Et c’est ensuite Le Grand Nocturne, cette magistrale réussite qui donne son titre à un recueil dont deux autres récits méritent, également, le titre de chef d’œuvre : La ruelle ténébreuse et Le Psautier de Mayence. Le développement est en tous points admirable, tant du point de vue littéraire que du point de vue psychologique. Le désir de lutter contre l’Inconnu se précise clairement, et il est rejoint par l’ambition d’en savoir plus long, afin d’en tirer profit si possible. Si les autres récits de ce recueil sont moins mémorables, ils sont cependant à peine moins réussis, dans des genres moins amples toutefois. Dans cette nouvelle au titre paradoxalement féminin, La scolopendre, l’Inconnu joue à cache-cache avec les personnages, adoptant passagèrement un déguisement d’explication rationnelle afin de mieux triompher sur la fin. Et comment ne pas être alléché par un titre aussi beau que Les sept châteaux du roi de la mer ? Pourtant, c’est une sublime pirouette au lecteur que Jean Ray a dissimulée là-derrière. Tout cela porte la marque d’un maître – et cette marque, c’est le style, splendidement tourmenté, successivement familier, allusif ou gothiquement ouvragé. Ce style, chez Jean Ray, est le reflet de l’univers de l’auteur, où le quotidien débouche sur le terrifiant, où les tournures somptueusement désuètes prouvent que le temps peut être aboli, et où les éclairs jaillissent soudainement pour illuminer une apparition fantomatique.

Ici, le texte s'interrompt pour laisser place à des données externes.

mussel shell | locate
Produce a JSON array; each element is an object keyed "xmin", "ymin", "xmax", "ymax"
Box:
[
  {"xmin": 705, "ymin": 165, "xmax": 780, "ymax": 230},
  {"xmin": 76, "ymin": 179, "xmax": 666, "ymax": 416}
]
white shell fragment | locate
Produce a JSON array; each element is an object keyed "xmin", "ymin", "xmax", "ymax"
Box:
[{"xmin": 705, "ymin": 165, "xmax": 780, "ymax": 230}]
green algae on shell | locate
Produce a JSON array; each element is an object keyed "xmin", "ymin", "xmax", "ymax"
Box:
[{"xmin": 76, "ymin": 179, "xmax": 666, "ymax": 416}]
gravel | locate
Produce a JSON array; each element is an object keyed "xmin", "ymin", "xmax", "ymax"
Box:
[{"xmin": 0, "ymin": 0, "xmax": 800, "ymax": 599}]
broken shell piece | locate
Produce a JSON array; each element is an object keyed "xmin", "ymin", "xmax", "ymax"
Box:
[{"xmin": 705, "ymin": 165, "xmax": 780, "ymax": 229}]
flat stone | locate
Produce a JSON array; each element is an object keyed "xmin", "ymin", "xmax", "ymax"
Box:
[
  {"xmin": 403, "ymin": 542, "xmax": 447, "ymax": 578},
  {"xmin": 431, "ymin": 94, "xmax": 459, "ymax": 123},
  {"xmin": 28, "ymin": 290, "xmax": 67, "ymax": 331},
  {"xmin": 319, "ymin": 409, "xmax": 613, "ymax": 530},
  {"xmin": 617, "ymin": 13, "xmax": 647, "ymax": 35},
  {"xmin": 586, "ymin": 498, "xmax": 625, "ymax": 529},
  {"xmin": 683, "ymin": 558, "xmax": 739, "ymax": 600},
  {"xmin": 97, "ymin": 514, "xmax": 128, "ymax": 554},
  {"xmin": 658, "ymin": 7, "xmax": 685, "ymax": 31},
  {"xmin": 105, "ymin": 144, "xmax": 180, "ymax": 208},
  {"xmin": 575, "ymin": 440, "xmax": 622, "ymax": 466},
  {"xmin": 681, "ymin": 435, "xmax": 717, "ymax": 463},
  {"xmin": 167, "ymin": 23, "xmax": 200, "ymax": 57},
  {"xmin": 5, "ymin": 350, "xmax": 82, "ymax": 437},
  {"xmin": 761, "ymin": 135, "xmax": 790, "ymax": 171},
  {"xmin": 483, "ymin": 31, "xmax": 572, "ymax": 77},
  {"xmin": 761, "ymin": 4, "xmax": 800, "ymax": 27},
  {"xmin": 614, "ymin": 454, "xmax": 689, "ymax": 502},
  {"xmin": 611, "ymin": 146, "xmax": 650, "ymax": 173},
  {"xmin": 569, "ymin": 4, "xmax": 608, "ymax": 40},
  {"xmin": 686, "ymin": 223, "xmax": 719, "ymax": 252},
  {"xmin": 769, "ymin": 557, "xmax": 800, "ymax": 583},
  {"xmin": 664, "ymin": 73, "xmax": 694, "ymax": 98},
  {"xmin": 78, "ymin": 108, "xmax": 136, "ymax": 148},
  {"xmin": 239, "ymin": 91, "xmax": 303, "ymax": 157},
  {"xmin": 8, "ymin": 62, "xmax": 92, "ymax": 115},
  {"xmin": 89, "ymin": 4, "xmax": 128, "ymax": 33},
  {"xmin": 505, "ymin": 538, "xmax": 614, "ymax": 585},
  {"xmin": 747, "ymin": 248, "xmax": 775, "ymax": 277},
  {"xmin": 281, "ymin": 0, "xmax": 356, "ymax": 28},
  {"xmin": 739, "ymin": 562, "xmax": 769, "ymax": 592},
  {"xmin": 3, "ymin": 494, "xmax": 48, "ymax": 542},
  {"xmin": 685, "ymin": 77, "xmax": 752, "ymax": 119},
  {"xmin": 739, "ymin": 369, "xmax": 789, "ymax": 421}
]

Dans Saint-Judas-de-la-nuit, le style demeure intact : ce titre très beau suffirait à l’affirmer. Mais le récit lui-même déçoit quelque peu, pour une raison très simple : il tourne court. Ainsi que l’indique le titre du premier chapitre, Jean Ray met ses pièces en place sur l’échiquier, et ces pièces ont la beauté de celles que l’on associe à un tel joueur. Il y a un grimoire médiéval, la châsse de saint Sébald où voisinent escargots, enfants, insectes et apôtres figés, des étudiants qui suivent des sentiers divergents, un garçon revêtu soudainement de pouvoirs mystérieux, une abbaye désaffectée, bien d’autres encore. L’action, comme celle de Malpertuis, franchit les siècles pour s’arrêter au dix-neuvième, mais chacune des pistes dont l’auteur dessine le commencement se développe de façon trop brève. Leur convergence, le dénouement de l’action, est trop hâtif lorsqu’on le compare aux superbes figures du départ. Pour en revenir à la comparaison de l’échiquier, le lecteur a l’impression de jouer contre un maître qui, après une ouverture brillante et un développement solide, abandonnerait soudainement alors que sa position est excellente. Il est à souhaiter que Jean Ray trouve un jour l’envie de compléter l’histoire de la châsse de saint Sébald : il n’a fait que mettre son lecteur en appétit en ces pages.
Mais celles-ci ont tout de même cette qualité intemporelle, fantasmagorique et concrète à la fois, qui caractérise le monde de Jean Ray. Le livre – est-il besoin de le dire ? – a sa place chez tous ceux qui aiment l’insolite. Ce dernier terme s’applique aussi bien à ce que l’auteur raconte qu’à la façon dont il fait son récit.